A histogram, however, allows us to roughly reconstruct our original data values. A chart simply doesn't get any more informative than that.

Agree? Disagree? Throw me a comment below and let me know what you think.

Thanks for reading!

## THIS TUTORIAL HAS 15 COMMENTS:

## By Jon Peck on December 15th, 2020

Boxplots do call out extremes better, including the identity of such points. And if you have a lot of categories, the set of boxplots in the chart give you a better picture of how the distribution shifts with the category IMO.

A compromise is the vase plot, which borders the boxes of the boxplots with the histogram.

## By Ruben Geert van den Berg on December 16th, 2020

Hi Jon, thanks for your feedback.

I'm kinda opposed to the black-or-white definitions of outliers used in boxplots.

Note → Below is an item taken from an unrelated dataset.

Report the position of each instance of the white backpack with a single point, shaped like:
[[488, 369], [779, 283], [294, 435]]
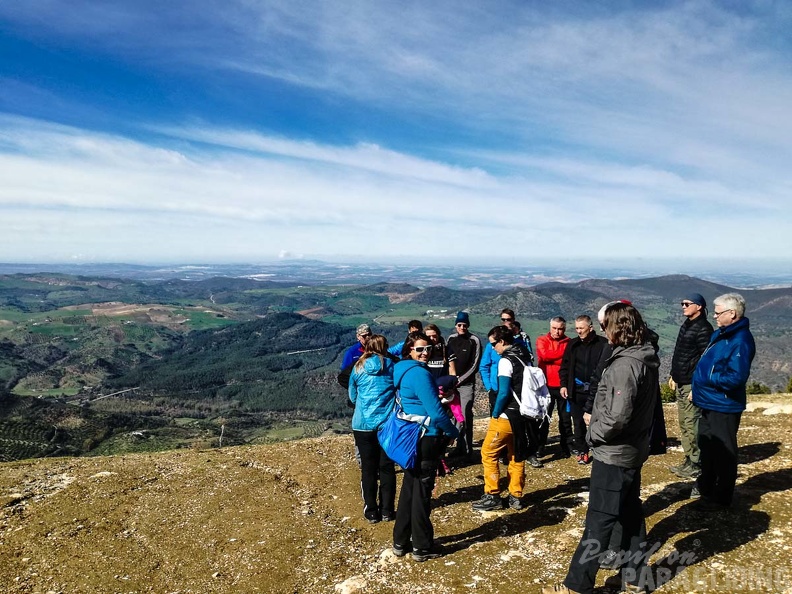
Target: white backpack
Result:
[[536, 397]]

A value of 1,500 could be a "normal" value while 1,501 is a potential outlier. IMO, that's just not right and a good chart should never allow such a thing.

I personally like to compare the highest scores with the second/third/... highest. In histograms, I particularly look at the width of the gap between "normal" scores and potential outliers.

I haven't seen any vase plots in SPSS yet. Searching the extension base for "vase" didn't come up with anything either.